Exercise 1: DSL without Parser Combinators.

Define the following DSL in Scala without using the Parser Combinators:

- Define a simple calculator DSL that parses (and evaluates) scripts containing several expressions one each line. The admitted operators are:
`+`, `-`, `*`, `/`, `^`, `sqrt`, `sin`, `cos`, `tan` and parentheses with the traditional meanings; all of them can work on integers and reals value. The result for the script evaluation is a printout of the results of the single values.
- Extend the DSL developed in the first point and add it the support for variables with assignments. Variables are 1-character long strings that need to be assigned to an expression and later can be used into other expressions; a second assignment will replace the value and an attempt to use an uninitialized variable will raise an error.

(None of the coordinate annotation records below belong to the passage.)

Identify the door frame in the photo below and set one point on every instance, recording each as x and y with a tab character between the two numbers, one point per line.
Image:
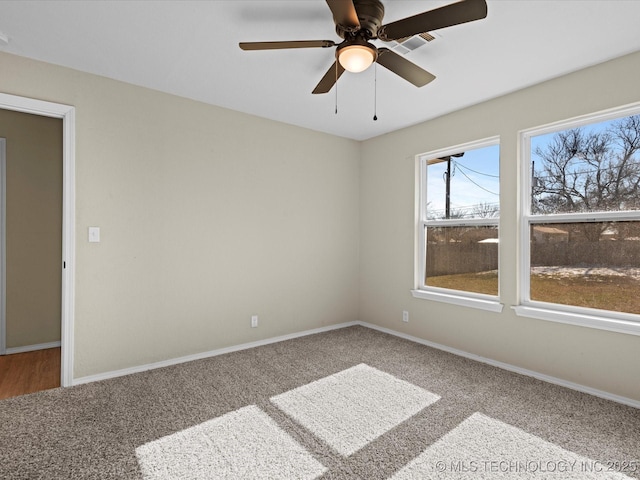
67	114
3	252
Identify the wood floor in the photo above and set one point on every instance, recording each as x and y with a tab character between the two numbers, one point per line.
29	372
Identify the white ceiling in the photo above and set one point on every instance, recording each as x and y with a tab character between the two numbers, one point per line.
190	48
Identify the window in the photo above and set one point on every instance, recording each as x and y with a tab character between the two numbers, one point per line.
581	222
458	228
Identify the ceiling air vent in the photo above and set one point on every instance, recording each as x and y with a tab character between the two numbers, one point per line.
408	44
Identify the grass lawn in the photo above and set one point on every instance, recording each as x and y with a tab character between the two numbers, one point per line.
606	292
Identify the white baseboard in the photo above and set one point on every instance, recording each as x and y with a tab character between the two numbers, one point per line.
505	366
32	348
512	368
211	353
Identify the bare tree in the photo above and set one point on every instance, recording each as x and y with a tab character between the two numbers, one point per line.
581	171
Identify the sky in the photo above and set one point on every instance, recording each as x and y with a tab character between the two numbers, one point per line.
474	180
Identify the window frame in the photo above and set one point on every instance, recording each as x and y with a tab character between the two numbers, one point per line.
570	314
446	295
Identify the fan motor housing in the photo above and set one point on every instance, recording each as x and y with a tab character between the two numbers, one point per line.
370	15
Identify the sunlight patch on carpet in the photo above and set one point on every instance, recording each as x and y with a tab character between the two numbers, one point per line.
482	447
349	409
245	443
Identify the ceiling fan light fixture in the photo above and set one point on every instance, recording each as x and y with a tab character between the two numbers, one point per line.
356	58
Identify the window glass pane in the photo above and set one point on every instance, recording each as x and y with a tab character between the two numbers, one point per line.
462	258
595	168
595	265
464	185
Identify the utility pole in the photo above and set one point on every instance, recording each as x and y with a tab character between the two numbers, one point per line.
447	200
447	179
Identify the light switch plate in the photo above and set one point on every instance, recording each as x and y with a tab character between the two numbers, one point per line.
94	234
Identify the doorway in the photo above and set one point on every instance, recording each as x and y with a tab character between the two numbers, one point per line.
67	260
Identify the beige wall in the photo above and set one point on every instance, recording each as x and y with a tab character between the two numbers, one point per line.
34	227
207	216
594	358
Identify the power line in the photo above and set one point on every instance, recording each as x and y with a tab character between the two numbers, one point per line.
475	171
477	185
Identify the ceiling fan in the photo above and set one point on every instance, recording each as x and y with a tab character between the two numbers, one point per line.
359	21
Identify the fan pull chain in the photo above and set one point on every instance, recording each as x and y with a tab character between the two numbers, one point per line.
375	91
336	112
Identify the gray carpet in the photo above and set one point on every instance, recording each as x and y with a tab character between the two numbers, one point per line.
277	412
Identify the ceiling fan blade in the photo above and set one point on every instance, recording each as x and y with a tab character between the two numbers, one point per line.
344	14
447	16
291	44
403	67
328	81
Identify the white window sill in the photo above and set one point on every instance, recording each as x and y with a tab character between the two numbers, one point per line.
463	300
619	325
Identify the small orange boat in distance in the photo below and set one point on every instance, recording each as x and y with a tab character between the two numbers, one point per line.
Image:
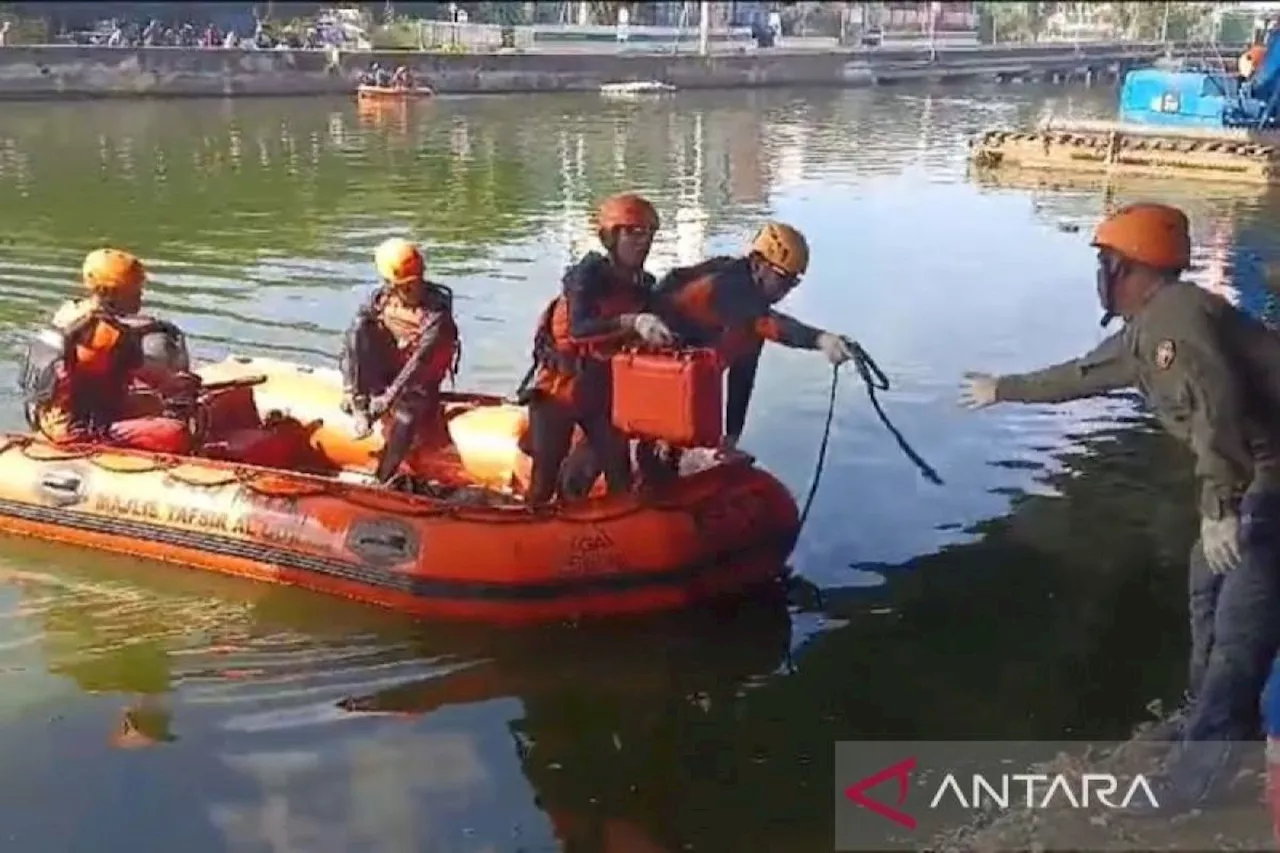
464	546
393	94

Basically, the assignment has the traditional behavior, i.e., it is evaluated from right to left whereas all the other expressions are evaluated from left to right, therefore
`A = B = 5+7` is a correct and admissible instruction in this DSL. Variables are untyped or better all of them are numbers.

Exercise 2: DSL with Parser Combinators but without a Grammar.

Formally describe the grammars for the DSLs described in the first exercise
and from such a grammar repeat the exercise with the parser combinators
technique.

Exercise 3: Arithmetic operations as in the Primary School.

Let us consider the possibility to parse and evaluate scripts representing additions and subtractions written as in the primary school.